Seismic Tomography of Southern California based upon Adjoint Methods

Speaker: Jeroen Tromp

Adjoint tomography utilizes 3D simulations of seismic wave propagation in conjunction with a tomographic technique based on adjoint methods. We begin with an initial 3D model of shear and compressional wavespeeds for southern California provided by the Southern California Earthquake Center (SCEC; model CVM-H), extending to a depth of 60 km. We use the spectral-element method to simulate 140 good-quality local earthquakes, each recorded by as many as 160 stations. We compute misfits between observed and synthetic seismograms by using an automated time-window selection algorithm that picks any time window within which the data and 3D synthetics are reasonably similar (e.g., P, S, Love, and Rayleigh waves).

Within each time window we measure a frequency-dependent traveltime anomaly. For each record with a measurement, we compute an adjoint source that is used to create an adjoint wavefield. The interaction between the adjoint wavefield and the regular wavefield forms the gradient of the misfit function for one event. These gradients are combined using a source subspace projection method to compute a model update. This process is iterated using a conjugate gradient method.
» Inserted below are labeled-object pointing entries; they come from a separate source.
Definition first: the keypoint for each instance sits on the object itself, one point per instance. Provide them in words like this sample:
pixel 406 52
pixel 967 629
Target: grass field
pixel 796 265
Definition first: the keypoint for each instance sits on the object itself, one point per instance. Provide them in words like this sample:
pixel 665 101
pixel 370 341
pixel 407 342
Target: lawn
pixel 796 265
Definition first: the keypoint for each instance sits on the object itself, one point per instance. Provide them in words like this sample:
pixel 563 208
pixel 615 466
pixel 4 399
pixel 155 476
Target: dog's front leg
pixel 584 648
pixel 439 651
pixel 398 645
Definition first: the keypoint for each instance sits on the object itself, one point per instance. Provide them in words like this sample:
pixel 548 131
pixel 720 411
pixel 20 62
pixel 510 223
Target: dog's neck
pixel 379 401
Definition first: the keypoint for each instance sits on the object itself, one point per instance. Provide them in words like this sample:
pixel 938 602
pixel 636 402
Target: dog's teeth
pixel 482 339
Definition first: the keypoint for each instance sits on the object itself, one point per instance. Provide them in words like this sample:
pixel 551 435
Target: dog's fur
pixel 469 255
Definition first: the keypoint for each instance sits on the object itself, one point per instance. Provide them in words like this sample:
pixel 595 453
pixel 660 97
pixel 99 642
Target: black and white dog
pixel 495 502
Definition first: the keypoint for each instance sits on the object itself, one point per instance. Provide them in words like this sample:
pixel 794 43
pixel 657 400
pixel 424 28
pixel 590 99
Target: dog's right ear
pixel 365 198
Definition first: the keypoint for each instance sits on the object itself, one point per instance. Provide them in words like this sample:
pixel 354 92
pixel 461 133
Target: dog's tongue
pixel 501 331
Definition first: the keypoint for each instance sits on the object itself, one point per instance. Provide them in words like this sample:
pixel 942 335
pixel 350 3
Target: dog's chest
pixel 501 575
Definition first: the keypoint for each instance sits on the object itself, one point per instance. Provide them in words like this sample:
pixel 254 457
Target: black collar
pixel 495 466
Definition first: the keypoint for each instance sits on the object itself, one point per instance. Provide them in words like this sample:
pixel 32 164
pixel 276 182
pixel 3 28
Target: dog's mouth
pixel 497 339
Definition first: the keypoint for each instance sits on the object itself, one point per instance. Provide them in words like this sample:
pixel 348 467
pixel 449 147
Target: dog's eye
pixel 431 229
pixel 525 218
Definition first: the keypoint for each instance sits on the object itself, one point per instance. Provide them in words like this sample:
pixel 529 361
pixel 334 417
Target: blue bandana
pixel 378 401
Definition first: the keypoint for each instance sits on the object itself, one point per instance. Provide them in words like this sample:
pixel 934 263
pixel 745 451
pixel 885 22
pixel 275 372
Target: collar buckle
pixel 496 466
We are presently on the tenth iteration of a southern California crust and upper mantle model. Thus far we have applied changes in excess of ±20% from the initial 3D model. With each iteration, the changes in wavespeeds have improved the data fit, and we are able to include additional seismograms whose fits to the data for previous model iterations were too poor for selection. In general, the tomographic results compare well with surface geology, the most striking features being the low wavespeeds of the southern San Joaquin basin associated with the Big Bend in the San Andreas Fault, the high wavespeeds and depth extent of the Santa Monica Mountains, the low wavespeeds in the Coast Ranges, the low avespeeds in the eastern Mojave shear zone, and the sharp contrast at the eastern front of the Sierra Nevada due to volcanism in the Coso Junction area. The new model is able to capture 6~s surface wave propagation along paths between Parkfield and the Salton Sea. Having applied relatively large-scale, large-amplitude changes, we can now exploit more of the shorter-period measurements to resolve and reveal km-scale features in the southern California crust.